Tentacles extend from the middle of the tower, waving around. A metal monster, far bigger than I could have imagined.
“That’s the Kraken. And here’s Aza.” A tiny version of her Wasp Skin appears in the tower near the Kraken’s outstretched tentacles. “We’ll look for the farthest point from its head to climb past.” He puts our two feline Skins in, both poised in the act of leaping from the same beam. “Hopefully its tentacles won’t reach that far.”
I stare at the tiny version of my leopard. It’s just as breathtaking in miniature. “What if they can reach that far?” I ask.
“We can fight it if we work together. It’s not impossible to defeat.”
“How many times have you—?”
“I almost did once.”
“Oh.”
Our two Skins look tiny and fragile next to the tentacled monster spilling out of the tower. It looks like it could wipe us both out with one swipe.
“It’s vulnerable,” he says in a determined tone. “Directo
r Morelle wants this to be a spectacle. She won’t want us all to be beaten by the Kraken.”
“Okay. So, say we get by it. What then?”
He shrugs. “More creatures, I guess. Harder ones. Basically a race to survive and get to the top.”
“A race... or a battle?”
“Both.”
“And when we get to the top?”
“You know how I said the tower’s intelligent? Its job is to slow down whoever gets there first. They’ll have to fight metal monsters until whoever’s left catches up. Then there’ll be a Skin-on-Skin battle to the death, at the top of a narrow tower that’s one hundred and sixty stories high. The kind of finale that sells vReal games and new technology, don’t you think?”

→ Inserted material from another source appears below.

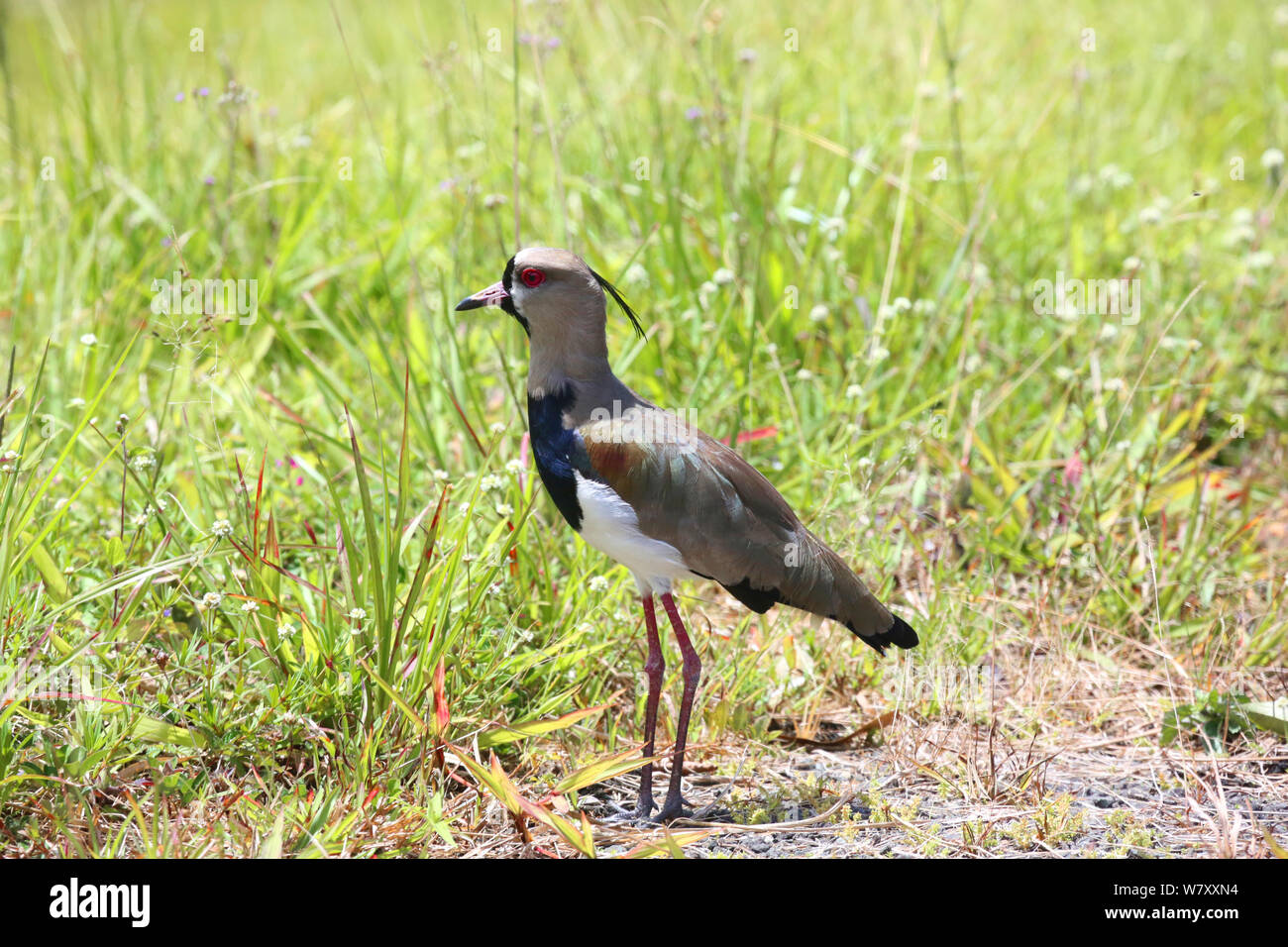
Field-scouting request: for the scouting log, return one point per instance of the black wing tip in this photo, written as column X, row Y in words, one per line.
column 612, row 290
column 900, row 634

“So it doesn’t matter who’s fastest? Only who’s strongest?”
He shakes his head. “There’s a lot to make it through before that final battle. If you’re fast, you’ll have a better chance of getting to the top without being injured on the way. And it’s the first two to reach the top who’ll get to fight.”
“How exactly do you win?”
“You don’t know?” He shakes his head, teasing. “This is my chance to teach you a special dance you need to do. Or, no wait. It’s opera. Yeah, when you get to the top, you’ll need to sing at least three verses of... OW!” It was the lightest punch — I barely touched him — but he flops onto his back and makes a big deal of grimacing and rubbing his arm.

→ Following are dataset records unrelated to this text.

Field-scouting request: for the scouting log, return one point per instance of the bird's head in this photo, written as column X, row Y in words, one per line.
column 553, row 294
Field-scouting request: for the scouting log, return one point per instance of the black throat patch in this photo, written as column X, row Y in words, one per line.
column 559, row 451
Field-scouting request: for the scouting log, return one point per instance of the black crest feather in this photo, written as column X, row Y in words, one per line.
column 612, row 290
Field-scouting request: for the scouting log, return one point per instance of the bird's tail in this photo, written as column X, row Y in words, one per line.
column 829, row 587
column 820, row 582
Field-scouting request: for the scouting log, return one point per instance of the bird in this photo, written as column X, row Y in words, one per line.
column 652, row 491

“Shut up!” I can’t help but laugh.
When Cale sits up, grinning, he’s too close. I shift away, trying to make it seem casual. Dammit, why is my stomach clenching? I’m fine, it’s only Cale. Nothing bad will happen.
He can tell I’m uncomfortable. His grin drops away and he makes a fuss of fiddling with the mind-pad. “Um. At the top of the tower, a light will shine upward.” He looks back at me and swallows. I can tell he wants to ask me something personal, but I don’t give him the chance.
I get to my feet and lean against the wall. That’s better. The distance between us is calming my jitters. But his expression gets me in the chest. He’s only wearing a slight frown, but I know him well enough now to be able to tell what’s going on underneath.